All measures are not created equal
While predictive is better than historical, this isn’t to say there isn’t a place for lagging indicators in marketing measurement. Some lagging indicators – such as incremental profits generated from a campaign – are important and relevant measures of marketing success. The same is true with lagging indicators like brand penetration and average price per unit.
But many traditional measures of success are the result of historical practices rather than a careful study of cause and effect. Correlation is not the same thing as causation.

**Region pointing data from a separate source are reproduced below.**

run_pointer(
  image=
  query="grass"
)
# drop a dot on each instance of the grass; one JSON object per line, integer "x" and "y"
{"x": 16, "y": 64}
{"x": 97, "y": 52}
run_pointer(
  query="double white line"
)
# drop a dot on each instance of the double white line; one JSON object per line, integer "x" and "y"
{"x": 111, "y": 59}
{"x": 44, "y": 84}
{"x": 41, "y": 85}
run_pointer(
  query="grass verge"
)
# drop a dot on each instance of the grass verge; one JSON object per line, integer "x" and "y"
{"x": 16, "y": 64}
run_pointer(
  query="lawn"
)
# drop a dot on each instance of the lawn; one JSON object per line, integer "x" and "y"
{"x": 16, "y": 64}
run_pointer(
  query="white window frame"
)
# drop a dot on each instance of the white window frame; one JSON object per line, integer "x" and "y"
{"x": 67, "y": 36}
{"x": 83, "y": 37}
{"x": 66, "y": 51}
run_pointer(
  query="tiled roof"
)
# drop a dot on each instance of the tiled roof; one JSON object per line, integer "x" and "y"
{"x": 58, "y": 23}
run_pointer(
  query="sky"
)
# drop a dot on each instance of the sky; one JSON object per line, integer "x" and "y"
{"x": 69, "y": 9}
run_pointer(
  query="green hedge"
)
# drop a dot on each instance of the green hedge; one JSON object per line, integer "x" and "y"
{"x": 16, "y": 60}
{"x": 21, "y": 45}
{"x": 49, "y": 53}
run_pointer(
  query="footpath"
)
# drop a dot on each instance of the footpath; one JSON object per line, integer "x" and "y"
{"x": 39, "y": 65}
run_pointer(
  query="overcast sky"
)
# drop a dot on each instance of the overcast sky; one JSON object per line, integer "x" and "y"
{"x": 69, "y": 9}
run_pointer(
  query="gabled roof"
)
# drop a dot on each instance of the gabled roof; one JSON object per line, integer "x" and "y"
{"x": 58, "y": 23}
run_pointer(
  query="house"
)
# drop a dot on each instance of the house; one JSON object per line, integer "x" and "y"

For example, while sales is the most common “hard” metric of success, campaigns that focus on reducing price sensitivity are more effective than those that focus on building volume or market share. In other words, we’ve learned that value share more important than volume share.
As Einstein said, “Not everything that counts can be counted, and not everything that can be counted counts.”
Brand health as human health
It’s critically important to measure B2B brand success using a combination of both leading and lagging indicators. You can think of the health of a brand in the same way we think about the health of a human body. A physician would never attempt to diagnose a serious problem merely based on a few outward symptoms. He or she would also likely measure temperature, blood pressure, organ functions, and other things that would give a more complete picture of health. Diagnosing and monitoring the health of a brand involves the same dynamics. Sales and market share alone only tell us the brand is healthy or sick, but don’t tell us why.
(SIDEBAR)
Two Different Kinds of Indicators of B2B Brand Success
|
Lagging Indicators |
Leading Indicators |
| Revenue growth | Inquiries |
| Market share | Search engine rankings |
| Market penetration | Online mentions |
| Incremental profit | Positive online reviews |
| Stock price | Customer satisfaction ratings |
| Cost per lead | Brand buzz |
| Cost per click | Website page views |
| Marketing cost per unit | Brand likeability |
| Gross impressions | Brand fame |
| Cost per impression | Emotional attachment to brand |
| Customer acquisition cost | Would recommend to friend |
| Customer retention cost | Would pay price premium |
| Average transaction value | Customer compliments and complaints |
At a time when marketers are looking to prove the value of every marketing dollar spent, their agencies have an opportunity to provide an immensely important new dimension of value by helping their clients develop and test leading indicators of brand success. Far too many agency-client relationships begin only with a “scope of work” instead of an understanding of “scope of value,” a clear distillation of the desired outcomes that combines both lagging and leading success metrics.
Knowing the metrics that matter should be part of the intellectual capital an agency brings to the relationship it has with its clients. By measuring what matters, brands can make limited marketing dollars go much further in these economically challenging times.